During the annual White House meeting with the Irish Prime Minister on Thursday, President Donald Trump shared one of his favorite proverbs with Taoiseach Enda Kenny.
The only problem was, as many pointed out on social media after the meeting's broadcast, it may not have been an Irish proverb at all.
"As we stand together with our Irish friends, I'm reminded of a proverb — and this is a good one, this is one I like. I've heard it for many, many years and I love it," Trump said. "Always remember to forget the friends that proved untrue, but never forget to remember those that have stuck by you."
The proverb that Trump cited does indeed appear on a few websites that list "St. Patrick's Day Blessings" and in a few memes dotting Pinterest and Instagram profiles.
But as viewers were quick to point out after Trump's meeting with Kenny aired on MSNBC, a Google search for the proverb quickly leads to a longer poem posted online in January 2013 by a Nigerian Muslim bank manager named Albasheer Adam Alhassan.
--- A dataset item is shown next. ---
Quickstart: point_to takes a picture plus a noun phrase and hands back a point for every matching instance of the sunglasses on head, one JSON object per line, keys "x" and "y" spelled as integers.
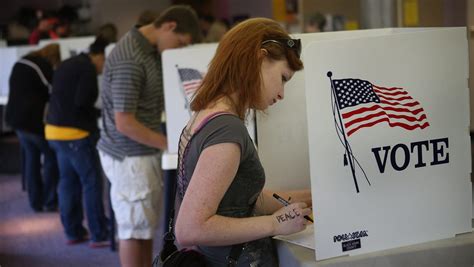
{"x": 294, "y": 44}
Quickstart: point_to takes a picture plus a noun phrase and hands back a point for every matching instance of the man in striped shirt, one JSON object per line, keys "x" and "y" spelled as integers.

The 32-year-old told NBC News he wrote the poem in 2001 when he was a teenager, "when no one in Nigeria had access to the internet."
The mystery continues to unfurl over where, exactly, Trump found the stanza. Similar quotes appear in books published in 1997 and as far back as 1936, as The Guardian discovered on Friday, but none cite the passage as Irish.
Irish social media users also weighed in, with some — including Twitter's former Ireland director Mark Little — highly skeptical that a quote they'd never heard of was indeed an old proverb from the Emerald Isle.
Regardless of where the quote came from, the bulk of social media responses pointed to Alhassan's poem as a suspected source — noting its prominence in Google search results.
"I'm actually surprised because I'm wondering how someone like the American president got to find a poem that I just posted on the internet," said Alhassan.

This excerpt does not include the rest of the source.